When I use a 2 state matlab model, and set the simulation to have the same starting probabilities, than I can reproduce the neuron trace, but if I calculate my own steady state activation (which seems to be the right one) it doesn't match neuron's.
The second issue is that when I increase to 3 or more channels even if I match the initial probabilities the traces end up diverging, however at the moment I just want to understand why the initial probabilities are wrong.
This is the full 2 state channel model I've been using
Code: Select all
TITLE channel model imported from QUB
NEURON {
SUFFIX QUB_K_CHANNEL2
USEION k READ ek WRITE ik
RANGE gbar, gk, ik, k0_C1_O1, k1_C1_O1, k0_O1_C1, k1_O1_C1
}
UNITS {
(mA) = (milliamp)
(mV) = (millivolt)
(pS) = (picosiemens)
(um) = (micron)
}
PARAMETER {
gbar = 0.001 (pS/um2)
k0_C1_O1 = 0.0006 (/ms)
k1_C1_O1 = 0.04 (/mV)
k0_O1_C1 = 0.0005 (/ms)
k1_O1_C1 = 0.08 (/mV)
}
STATE {
O1 C1 }
ASSIGNED {
v (mV)
ek (mV)
ik (mA/cm2)
gk (pS/um2)
C1O1 (/ms)
O1C1 (/ms)
}
INITIAL {
SOLVE states STEADYSTATE sparse
}
BREAKPOINT {
SOLVE states METHOD sparse
gk = gbar*O1
ik = (1e-4)*gk*(v - ek)
}
KINETIC states {
rates(v)
CONSERVE O1 + C1 = 1
~ C1 <-> O1 (C1O1, O1C1)
}
PROCEDURE rates(v(millivolt)) {
C1O1 = k0_C1_O1 * exp(k1_C1_O1*v)
O1C1 = k0_O1_C1 * exp(k1_O1_C1*v)
}
And the session file I've been using to create a patch clamp and some graphs to compare with matlab
Code: Select all
{load_file("nrngui.hoc")}
objectvar save_window_, rvp_
objectvar scene_vector_[6]
objectvar ocbox_, ocbox_list_, scene_, scene_list_
{ocbox_list_ = new List() scene_list_ = new List()}
{pwman_place(0,0,0)}
//Begin SingleCompartment
{
load_file("single.hoc")
}
ocbox_ = new SingleCompartment(0)
ocbox_.inserter = new Inserter(0)
{object_push(ocbox_.inserter)}
{
mt.select("QUB_K_CHANNEL2") i = mt.selected()
ms[i] = new MechanismStandard("QUB_K_CHANNEL2")
ms[i].set("gbar_QUB_K_CHANNEL2", 0.001, 0)

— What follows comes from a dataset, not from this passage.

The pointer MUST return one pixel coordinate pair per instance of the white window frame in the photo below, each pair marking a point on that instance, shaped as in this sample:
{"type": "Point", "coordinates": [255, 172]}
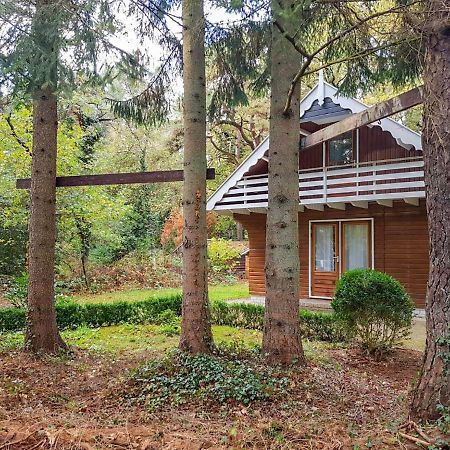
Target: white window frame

ms[i].set("k0_C1_O1_QUB_K_CHANNEL2", 0.0006, 0)
ms[i].set("k1_C1_O1_QUB_K_CHANNEL2", 0.04, 0)
ms[i].set("k0_O1_C1_QUB_K_CHANNEL2", 0.0005, 0)
ms[i].set("k1_O1_C1_QUB_K_CHANNEL2", 0.08, 0)
mstate[i]= 1
maction(i)
}
{object_pop() doNotify()}
{object_push(ocbox_)}
{inserter.v1.map()}
{endbox()}
{object_pop() doNotify()}
{
ocbox_ = ocbox_.vbox
ocbox_.map("SingleCompartment", 71, 124, 113.28, 115.2)
}
objref ocbox_
//End SingleCompartment
//Begin PointProcessManager
{
load_file("pointman.hoc")
}
{
soma ocbox_ = new PointProcessManager(0)
}
{object_push(ocbox_)}
{
mt.select("VClamp") i = mt.selected()
ms[i] = new MechanismStandard("VClamp")
ms[i].set("dur", 100, 0)
ms[i].set("dur", 400, 1)
ms[i].set("dur", 0, 2)
ms[i].set("amp", -20, 0)
ms[i].set("amp", 60, 1)
ms[i].set("amp", 0, 2)
ms[i].set("gain", 100000, 0)
ms[i].set("rstim", 1, 0)
ms[i].set("tau1", 0.001, 0)
ms[i].set("tau2", 0, 0)
ms[i].set("e0", -0.000599988, 0)
ms[i].set("vo0", 59.9988, 0)
ms[i].set("vi0", 59.9988, 0)
ms[i].set("fac", 0, 0)
mt.select("VClamp") i = mt.selected() maction(i)
hoc_ac_ = 0.5
sec.sec move() d1.flip_to(0)
}
{object_pop() doNotify()}
{
ocbox_ = ocbox_.v1
ocbox_.map("PointProcessManager", 75, 264, 208.32, 326.4)
}
objref ocbox_
//End PointProcessManager
{
xpanel("RunControl", 0)
v_init = -65
xvalue("Init","v_init", 1,"stdinit()", 1, 1 )
xbutton("Init & Run","run()")
xbutton("Stop","stoprun=1")
runStopAt = 5
xvalue("Continue til","runStopAt", 1,"{continuerun(runStopAt) stoprun=1}", 1, 1 )
runStopIn = 1
xvalue("Continue for","runStopIn", 1,"{continuerun(t + runStopIn) stoprun=1}", 1, 1 )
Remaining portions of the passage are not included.